Proceso nº 36308 Proceso nº 36308 CORTE SUPREMA DE JUSTICIA SALA DE CASACIÓN PENAL Magistrado Ponente JOSÉ LUIS BARCELÓ CAMACHO Aprobado acta N° 337 Bogotá, D. C., veinte (20) de septiembre de dos mil once (2011) V I S T O S La Corte decide sobre la admisibilidad de la demanda de revisión presentada por el apoderado de Claudia Mercedes Plata Santos, contra la sentencia proferida, el 14 de octubre de 2009, por esta Corporación, que confirmó la dictada por el Tribunal Superior de Medellín, el 10 de febrero de 2009, que la condenó a las penas principales de 9 años, multa de 95 salarios mínimos legales mensuales vigentes e inhabilitación para el ejercicio de derechos y funciones públicas por el lapso de 10 años, como autora de las conductas punibles de prevaricato por acción, prevaricato por omisión y destrucción, supresión u ocultamiento de documento público agravado.

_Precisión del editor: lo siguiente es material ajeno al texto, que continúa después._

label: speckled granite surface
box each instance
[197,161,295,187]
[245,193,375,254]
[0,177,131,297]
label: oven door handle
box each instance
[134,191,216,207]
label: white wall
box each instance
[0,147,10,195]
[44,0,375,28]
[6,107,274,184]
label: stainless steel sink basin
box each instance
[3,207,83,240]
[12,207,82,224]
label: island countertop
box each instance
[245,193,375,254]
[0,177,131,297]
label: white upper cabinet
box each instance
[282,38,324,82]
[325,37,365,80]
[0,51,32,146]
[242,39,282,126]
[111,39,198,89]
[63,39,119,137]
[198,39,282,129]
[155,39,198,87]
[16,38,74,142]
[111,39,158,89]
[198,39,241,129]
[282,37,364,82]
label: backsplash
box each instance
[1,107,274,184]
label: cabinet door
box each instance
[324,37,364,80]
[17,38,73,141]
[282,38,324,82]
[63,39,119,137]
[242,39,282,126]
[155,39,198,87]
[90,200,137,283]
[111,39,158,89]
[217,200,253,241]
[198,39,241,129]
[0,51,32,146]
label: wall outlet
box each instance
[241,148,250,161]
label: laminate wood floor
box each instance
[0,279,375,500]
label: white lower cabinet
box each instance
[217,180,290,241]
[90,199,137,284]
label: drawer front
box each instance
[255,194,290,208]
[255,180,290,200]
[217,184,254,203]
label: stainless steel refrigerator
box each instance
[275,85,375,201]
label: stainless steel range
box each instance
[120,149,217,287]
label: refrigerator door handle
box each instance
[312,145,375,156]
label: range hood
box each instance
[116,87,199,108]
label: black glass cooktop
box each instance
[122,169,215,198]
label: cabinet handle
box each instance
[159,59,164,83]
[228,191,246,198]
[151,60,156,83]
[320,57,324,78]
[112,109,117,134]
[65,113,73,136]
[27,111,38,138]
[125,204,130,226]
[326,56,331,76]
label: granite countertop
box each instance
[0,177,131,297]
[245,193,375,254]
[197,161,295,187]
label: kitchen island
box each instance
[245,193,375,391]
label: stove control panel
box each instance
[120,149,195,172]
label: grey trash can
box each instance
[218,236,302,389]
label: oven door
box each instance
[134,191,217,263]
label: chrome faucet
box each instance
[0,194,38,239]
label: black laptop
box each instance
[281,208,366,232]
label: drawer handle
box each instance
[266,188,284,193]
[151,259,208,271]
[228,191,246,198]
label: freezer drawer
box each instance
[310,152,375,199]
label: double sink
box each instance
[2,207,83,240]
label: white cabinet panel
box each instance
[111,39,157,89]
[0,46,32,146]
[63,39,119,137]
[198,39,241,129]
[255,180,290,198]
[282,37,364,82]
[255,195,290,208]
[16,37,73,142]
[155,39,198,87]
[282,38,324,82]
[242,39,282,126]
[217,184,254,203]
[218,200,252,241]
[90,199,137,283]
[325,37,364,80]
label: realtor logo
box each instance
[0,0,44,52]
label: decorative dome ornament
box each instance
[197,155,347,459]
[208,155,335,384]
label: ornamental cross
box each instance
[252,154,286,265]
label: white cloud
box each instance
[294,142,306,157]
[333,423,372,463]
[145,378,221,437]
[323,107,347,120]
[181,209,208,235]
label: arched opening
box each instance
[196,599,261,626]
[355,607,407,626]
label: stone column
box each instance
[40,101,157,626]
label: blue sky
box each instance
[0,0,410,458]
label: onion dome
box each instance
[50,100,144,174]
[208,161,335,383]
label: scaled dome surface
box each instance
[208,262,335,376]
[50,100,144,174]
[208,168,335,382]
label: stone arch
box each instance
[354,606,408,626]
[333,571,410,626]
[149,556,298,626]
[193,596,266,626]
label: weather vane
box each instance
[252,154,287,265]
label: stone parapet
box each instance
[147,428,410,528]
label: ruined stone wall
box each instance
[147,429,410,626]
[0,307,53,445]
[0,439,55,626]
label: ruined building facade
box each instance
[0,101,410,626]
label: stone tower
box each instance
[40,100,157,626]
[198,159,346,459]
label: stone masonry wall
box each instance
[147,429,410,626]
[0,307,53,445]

H E C H O S Fueron sintetizados por el Tribunal de la siguiente manera: “1. El 29 de julio de 2003, el defensor del sindicado Francisco Javier Patiño Vásquez, le presentó a la doctora Claudia Mercedes Plata Santos, Fiscal 93 Delegada, una solicitud de libertad provisional por habérsele vencido el término para calificar el mérito de la investigación que le adelantaba por tráfico, fabricación o porte de estupefacientes.

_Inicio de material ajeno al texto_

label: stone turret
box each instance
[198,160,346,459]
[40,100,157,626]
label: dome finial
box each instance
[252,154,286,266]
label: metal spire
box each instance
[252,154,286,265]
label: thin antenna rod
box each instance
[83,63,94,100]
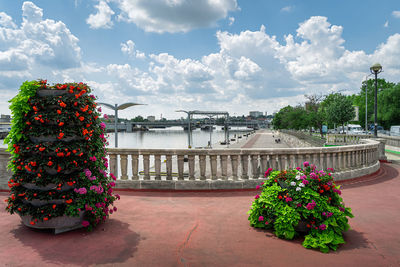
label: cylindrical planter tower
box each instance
[6,80,119,233]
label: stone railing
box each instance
[326,134,374,145]
[0,139,380,190]
[108,140,380,190]
[379,135,400,148]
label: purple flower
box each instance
[74,187,87,195]
[306,200,317,210]
[83,169,92,177]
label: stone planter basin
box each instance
[21,211,85,234]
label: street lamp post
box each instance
[98,103,145,147]
[369,63,382,137]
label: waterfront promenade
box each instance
[0,163,400,266]
[0,131,400,267]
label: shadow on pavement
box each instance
[11,219,140,266]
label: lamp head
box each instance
[369,63,382,73]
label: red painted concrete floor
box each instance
[0,163,400,267]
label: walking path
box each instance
[0,163,400,267]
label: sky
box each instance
[0,0,400,119]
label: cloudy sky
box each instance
[0,0,400,118]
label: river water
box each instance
[0,126,249,148]
[107,126,249,148]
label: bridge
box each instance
[106,120,270,132]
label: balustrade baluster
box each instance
[199,155,206,180]
[166,155,172,180]
[131,154,139,180]
[143,154,150,180]
[251,155,258,179]
[260,155,268,174]
[210,155,217,180]
[220,155,228,180]
[110,154,118,178]
[188,155,195,180]
[240,155,249,180]
[120,155,128,180]
[178,155,185,180]
[229,155,239,180]
[154,155,161,180]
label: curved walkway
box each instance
[0,163,400,267]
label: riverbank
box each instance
[0,163,400,267]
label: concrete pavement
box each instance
[0,163,400,267]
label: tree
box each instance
[304,94,326,138]
[326,93,355,131]
[378,83,400,129]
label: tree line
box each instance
[272,79,400,136]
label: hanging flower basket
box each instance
[5,80,119,233]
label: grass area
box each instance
[385,149,400,155]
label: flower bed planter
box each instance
[248,162,353,252]
[6,81,119,233]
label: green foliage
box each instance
[326,93,355,132]
[4,81,41,155]
[6,81,119,230]
[248,162,353,252]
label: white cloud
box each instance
[114,0,238,33]
[121,40,146,59]
[383,20,389,28]
[229,17,235,26]
[86,0,114,29]
[0,2,81,89]
[281,6,294,13]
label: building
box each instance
[147,116,156,122]
[249,111,263,118]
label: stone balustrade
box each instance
[326,134,374,145]
[108,140,379,190]
[0,139,380,190]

En las horas de la tarde de ese mismo día, ésta se presentó a la cárcel de este distrito en compañía de su asistente Gloria María Durango Larrea y solicitó que le trajeran a la oficina de la guardia externa al sindicado Francisco Javier Patiño. Una vez lo trasladaron a la guardia, le sugirió presentar una solicitud de sentencia anticipada, pues de ese modo podía obtener su libertad en unos pocos días y así lo aceptó e hizo éste con la esperanza de obtener su liberación, como en efecto la obtuvo 2 días más tarde.
Pero, no como producto de la petición de libertad presentada por su defensor, sino de la decisión de la Fiscal de precluir la investigación que le adelantaba, adoptada 2 días después de su visita a la cárcel, a pesar de que había aceptado el cargo que se le hacía en dicha investigación. “Sin embargo, una vez se notificó de la preclusión, el agente del Ministerio Público interpuso los recursos de reposición y apelación. El escrito a través del cual presentó los recursos, junto con el expediente del caso, pasaron al despacho de la Fiscal Claudia Mercedes Plata Santos, el 21 de agosto de ese mismo año para que los decidiera.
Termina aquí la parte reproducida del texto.